HILARY HOSIA
Her name alone is an indication of her roots: “Philmar” — Philippines and Marshall Islands.
Philmar Mendoza was one of 23 individuals who worked at Majuro hospital last month with the Canvasback OBGYN (women’s health) team. Philmar is in the final few months of earning her bachelor in nursing from a school in Chicago.
Philmar worked with the Canvasback team that screened 567 patients, and performed 432 pap smears, 165 ultrasound studies, 241 mammograms and 32 successful surgeries during the nine-day visit.
Philmar’s ethnic background as half Filipino and half Marshallese made her crucial to the Canvasback team, especially assisting with translating.

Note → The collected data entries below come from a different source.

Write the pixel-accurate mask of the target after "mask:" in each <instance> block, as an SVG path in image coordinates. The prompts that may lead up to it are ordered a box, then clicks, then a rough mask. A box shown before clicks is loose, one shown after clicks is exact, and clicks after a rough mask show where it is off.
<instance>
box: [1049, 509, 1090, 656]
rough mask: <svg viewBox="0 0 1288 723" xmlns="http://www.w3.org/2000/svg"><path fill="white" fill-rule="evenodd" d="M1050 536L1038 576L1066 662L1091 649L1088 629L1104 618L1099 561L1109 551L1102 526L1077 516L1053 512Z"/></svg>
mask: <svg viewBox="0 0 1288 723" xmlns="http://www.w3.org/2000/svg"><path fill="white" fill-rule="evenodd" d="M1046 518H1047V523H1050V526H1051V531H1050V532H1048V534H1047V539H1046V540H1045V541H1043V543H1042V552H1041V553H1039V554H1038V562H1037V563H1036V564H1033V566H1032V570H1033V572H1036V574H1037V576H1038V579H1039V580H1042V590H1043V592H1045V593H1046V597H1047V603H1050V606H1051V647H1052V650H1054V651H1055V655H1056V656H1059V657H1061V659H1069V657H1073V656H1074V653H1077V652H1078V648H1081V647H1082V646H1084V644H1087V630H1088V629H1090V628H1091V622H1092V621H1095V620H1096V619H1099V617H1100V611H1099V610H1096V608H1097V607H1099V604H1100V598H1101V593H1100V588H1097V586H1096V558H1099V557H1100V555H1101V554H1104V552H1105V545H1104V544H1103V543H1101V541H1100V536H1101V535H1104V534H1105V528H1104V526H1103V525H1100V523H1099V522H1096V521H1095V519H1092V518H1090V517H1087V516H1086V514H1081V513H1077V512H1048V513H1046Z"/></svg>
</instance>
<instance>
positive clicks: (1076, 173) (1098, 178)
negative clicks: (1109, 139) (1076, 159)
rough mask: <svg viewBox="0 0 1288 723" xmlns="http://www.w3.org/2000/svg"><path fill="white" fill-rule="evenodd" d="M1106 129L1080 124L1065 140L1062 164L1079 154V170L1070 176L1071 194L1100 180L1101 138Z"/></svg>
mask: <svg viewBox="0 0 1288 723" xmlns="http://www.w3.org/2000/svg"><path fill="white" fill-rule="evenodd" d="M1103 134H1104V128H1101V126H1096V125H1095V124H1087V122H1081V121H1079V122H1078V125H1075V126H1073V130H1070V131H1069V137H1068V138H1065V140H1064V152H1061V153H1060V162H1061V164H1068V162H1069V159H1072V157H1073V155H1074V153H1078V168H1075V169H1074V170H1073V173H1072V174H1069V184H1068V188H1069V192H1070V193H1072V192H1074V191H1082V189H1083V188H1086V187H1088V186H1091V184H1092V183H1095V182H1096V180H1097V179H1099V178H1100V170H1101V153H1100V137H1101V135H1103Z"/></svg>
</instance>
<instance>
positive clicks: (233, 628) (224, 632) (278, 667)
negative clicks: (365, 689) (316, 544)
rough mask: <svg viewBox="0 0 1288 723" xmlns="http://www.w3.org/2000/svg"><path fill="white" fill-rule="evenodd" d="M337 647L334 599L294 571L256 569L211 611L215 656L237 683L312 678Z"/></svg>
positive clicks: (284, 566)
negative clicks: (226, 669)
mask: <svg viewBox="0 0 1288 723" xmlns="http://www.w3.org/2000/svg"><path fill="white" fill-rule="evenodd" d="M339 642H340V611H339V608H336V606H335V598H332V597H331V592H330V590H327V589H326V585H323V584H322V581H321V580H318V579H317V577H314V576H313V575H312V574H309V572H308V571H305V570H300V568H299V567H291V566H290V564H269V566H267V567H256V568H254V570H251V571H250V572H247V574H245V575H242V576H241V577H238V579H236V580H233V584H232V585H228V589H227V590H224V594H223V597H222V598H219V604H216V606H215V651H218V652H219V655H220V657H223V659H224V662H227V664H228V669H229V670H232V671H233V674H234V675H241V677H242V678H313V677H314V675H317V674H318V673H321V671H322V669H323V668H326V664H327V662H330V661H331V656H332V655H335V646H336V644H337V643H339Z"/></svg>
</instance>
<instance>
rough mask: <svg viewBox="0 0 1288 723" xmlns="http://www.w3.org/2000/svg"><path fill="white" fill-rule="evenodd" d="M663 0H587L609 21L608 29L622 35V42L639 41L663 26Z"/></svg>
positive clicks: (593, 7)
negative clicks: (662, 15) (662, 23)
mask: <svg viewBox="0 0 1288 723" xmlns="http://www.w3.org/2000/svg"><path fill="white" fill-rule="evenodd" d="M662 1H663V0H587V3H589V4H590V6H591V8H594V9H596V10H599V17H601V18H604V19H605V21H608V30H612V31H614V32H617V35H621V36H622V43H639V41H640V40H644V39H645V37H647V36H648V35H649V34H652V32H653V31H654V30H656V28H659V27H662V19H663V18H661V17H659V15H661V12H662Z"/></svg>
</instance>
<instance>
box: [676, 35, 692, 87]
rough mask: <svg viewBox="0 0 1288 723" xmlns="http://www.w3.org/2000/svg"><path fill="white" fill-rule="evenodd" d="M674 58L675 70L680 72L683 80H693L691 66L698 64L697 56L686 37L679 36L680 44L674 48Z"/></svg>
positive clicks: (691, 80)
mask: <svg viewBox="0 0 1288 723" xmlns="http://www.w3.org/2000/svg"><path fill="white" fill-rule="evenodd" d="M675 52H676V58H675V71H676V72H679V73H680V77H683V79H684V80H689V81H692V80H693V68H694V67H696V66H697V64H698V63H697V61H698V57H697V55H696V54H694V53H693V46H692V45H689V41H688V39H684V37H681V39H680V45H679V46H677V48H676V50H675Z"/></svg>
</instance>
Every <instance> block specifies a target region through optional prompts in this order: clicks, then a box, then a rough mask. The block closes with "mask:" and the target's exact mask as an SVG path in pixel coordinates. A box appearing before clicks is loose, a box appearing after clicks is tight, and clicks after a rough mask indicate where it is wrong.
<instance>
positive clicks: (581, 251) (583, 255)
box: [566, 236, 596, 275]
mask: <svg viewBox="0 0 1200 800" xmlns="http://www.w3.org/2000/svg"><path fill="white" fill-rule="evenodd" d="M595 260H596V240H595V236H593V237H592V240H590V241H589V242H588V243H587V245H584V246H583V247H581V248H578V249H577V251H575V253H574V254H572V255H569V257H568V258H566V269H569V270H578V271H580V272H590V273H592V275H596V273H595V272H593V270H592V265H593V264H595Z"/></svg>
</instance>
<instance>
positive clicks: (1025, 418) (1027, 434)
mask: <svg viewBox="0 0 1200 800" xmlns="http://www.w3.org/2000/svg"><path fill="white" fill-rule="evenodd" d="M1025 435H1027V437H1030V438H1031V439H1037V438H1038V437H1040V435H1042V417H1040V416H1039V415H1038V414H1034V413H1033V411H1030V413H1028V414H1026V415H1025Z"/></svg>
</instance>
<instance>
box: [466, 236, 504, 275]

Philmar joined a Canvasback mission team last year — her first return to Majuro in over a decade — as part of getting practical experience in the Marshall Islands and to meet Ministry of Health staff in anticipation of completing her nursing degree this year.
She said she wasn’t satisfied with her role as translator with the mission and told the Journal she kept asking God if she had a special purpose for her second visit.
The answer to this question didn’t come immediately, but during the second week of the OBGYN visit, it arrived with stunning clarity of purpose — in the form of a seriously sick woman who had visited the hospital numerous times during the past seven months without receiving proper treatment to resolve her health condition.
Days before the mission wrapped up, Philmar received a call from Likiep Mayor Nika Wase, who was concerned about the young woman and pleaded with Canvasback to give her a check up. For seven months, the woman had been experiencing excruciating pain in her abdomen. “This could be it,” Philmar thought. “This could be my calling.”
Sure enough, a sonogram reading from an ultrasound check on the woman showed a build up of gall bladder stones.
Philmar had this look of ease and purpose the minute 20 stones were removed from the woman’s gall bladder by Canvasback surgeons the following day, one day before the mission departed Majuro. “I feel this is the calling I was meant for,” she told the Journal.
She is determined to return to Marshall Islands as a missionary nurse in the near future after she graduates and it is her goal to inspire younger Marshallese.
“Not everyone from a troubled past are problems, it’s how they respond to the situation that makes them standout,” she said.